I have had weight issues most of my life. I call them issues because it is not really a problem in the sense that an issue is easier to fix than a problem. You solve a problem but you address an issue. I guess this is the culmination of my address. The one to myself and all of the versions of myself that I have been. All those roads that led to this place. This position where I find myself. But first, let me take a selfie….
Kidding. I do want to go to the beginning.
I was in a terrible car accident when I was four and I had thee unfortunate circumstance of remembering it wholly. The glass and twisting of metal. The ways the car bent around me and compressed my mother’s body. The screams thereafter. It all haunts me to this day. That trigger when you hear screeching tires in the distance that bring you back to that day. These memories in the periphery that somehow engulf us. Mold us and shape us. Molded me. Shaped me.
I got older and I blamed a lot of the crash on myself. Probably because I was only in traction for a year and hold only a two inch scar and yet I see my mother’s scars. That guilt I still have. It caused me to go into a deep depression at around 13 and the way I coped was food. Plain and simple. I ate and got depressed and then ate more. I never wanted to think about that day and that was my coping mechanism. How do you tell someone that they remind you every day that you should be mangled and ripped like them? How do you say to someone, “I am sorry that the crash was so unfair. That you have so much metal in you and I only have a few scars.”
Visible scars I suppose.
It’s funny to think about now. There is this terrible cycle that becomes a part of you. You become depressed. This depression causes you to eat. One day, you see yourself and how much weight you have gained which makes you even more depressed and so you cope by? YOU GUESSED IT!!! EATING! This cycle is one of sadness and disgust but within an individual. There is so much that people whom hate overweight people have to say about it all. They say, “How can you let yourself go?” and things of that nature that somehow suggest portion control. However, it is my contention that being overweight (or underweight) is a symptom to another problem and not the problem itself. Take, for example. during the renaissance, individuals that were overweight were seen as beautiful and important not because being overweight is beautiful but because it was a sign of wealth. You had the money to eat and you did. So you gained weight. The reverse is now a reality. The less money you have the less healthy food is available.
Empathize with me for a moment. You have to pay the bills. You know you have two kids and $650 rent due in a week. You also have the light bill and the cable bill plus gas. You know this leaves $20 for the next two weeks. Do you think buying salmon is a great idea? Do you think buying a large box of quinoa is going to put food in three people’s bellies for two weeks? Or maybe go to mcdonald’s and make it last off the dollar menu.
Being overweight taught me quite a few lessons. I met people whom were completely facade driven. They saw you and made snap judgements. You see how you are judged and you begin to judge yourself. This is commonly known in communication as the “looking-glass self”. I see what the world tells me I am and I did. I looked an saw this overweight beast in the mirror that I did not recognize. Until i was about 23. I started a job that forced me to be in shape. I started losing weight and really started to see something better in the mirror. I started to look in magazines and see these muscular adonis-type figures that were becoming more hallow. This body image was being forced on me by people in a room somewhere in L.A. who thought that this is how I should look.

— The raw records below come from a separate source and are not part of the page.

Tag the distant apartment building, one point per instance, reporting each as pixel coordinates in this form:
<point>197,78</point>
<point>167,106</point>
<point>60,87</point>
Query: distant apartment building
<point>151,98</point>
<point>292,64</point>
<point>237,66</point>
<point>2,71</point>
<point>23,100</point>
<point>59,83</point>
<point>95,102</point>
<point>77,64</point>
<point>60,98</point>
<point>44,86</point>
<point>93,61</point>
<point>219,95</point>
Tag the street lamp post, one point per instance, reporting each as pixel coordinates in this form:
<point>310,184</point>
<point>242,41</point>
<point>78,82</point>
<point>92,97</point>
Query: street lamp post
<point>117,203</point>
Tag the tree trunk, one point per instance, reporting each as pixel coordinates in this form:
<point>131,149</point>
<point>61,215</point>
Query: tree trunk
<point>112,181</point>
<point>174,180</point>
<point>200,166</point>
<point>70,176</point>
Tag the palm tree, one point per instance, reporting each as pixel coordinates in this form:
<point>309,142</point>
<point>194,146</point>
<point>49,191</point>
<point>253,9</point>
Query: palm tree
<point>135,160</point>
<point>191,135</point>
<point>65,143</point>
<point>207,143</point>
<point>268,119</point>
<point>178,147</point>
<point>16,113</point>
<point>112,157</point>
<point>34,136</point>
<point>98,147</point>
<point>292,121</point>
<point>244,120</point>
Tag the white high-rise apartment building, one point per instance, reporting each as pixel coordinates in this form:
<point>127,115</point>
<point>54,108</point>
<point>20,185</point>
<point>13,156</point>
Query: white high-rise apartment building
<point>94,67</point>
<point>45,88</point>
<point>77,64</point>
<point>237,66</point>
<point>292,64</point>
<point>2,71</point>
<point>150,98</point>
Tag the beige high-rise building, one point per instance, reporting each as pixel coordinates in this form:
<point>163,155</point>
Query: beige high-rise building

I hated the way I looked up until then. But then I made a promise to myself. Each week I would look in the mirror and say what I enjoyed about some physical part of me. The first week i said, “I like my eyes. I have nice eyes.” The next week I said, “I like my lips. I have nice lips.” Years go by. I had the support of my friend Nate, luckily, and my adventure continued. I liked more and more of myself. I began working out and eating right. No more fad diets or weight shakes. It was about me. It was beautifully about me. I would treat myself at each milestone. I would buy an album I always wanted. I would by myself shirts and ties. New shoes. These material things were trophys. Each one was representative of a goal I had met.
Now, I have lost quite a bit of weight and I am almost at the lowest weight I have been at since I was 14. This is sad but true. However, it doesn’t matter what size I wear, i always carry around that weight. The weight from the accident that ignited the physical weight I gained. I have forgiven myself for not being as injured as my mother. I now look in the mirror and see myself. All those parts I said I liked combined into what I am. What I have become. Now when I see myself in the mirror I see all of those liked pieces that have become an individual I love.
So, I guess when you love yourself you become open to loving other people. Such a beautiful world.
I suppose gaining all of that self-efficacy and self-esteem makes you someone you can love and who wants and deserves to be loved.
All in all I guess it’s kind of a love story.
-Chris
What a beautiful love story of a beautiful person inside and out!
Hi Chris, I think the best love story’s have an element of finding oneself….as always your words get to the heart of what it is to be human. I have learnt to love myself better and that has made me more open to others.Great to read your words;0)
Beena! Great to hear from you again!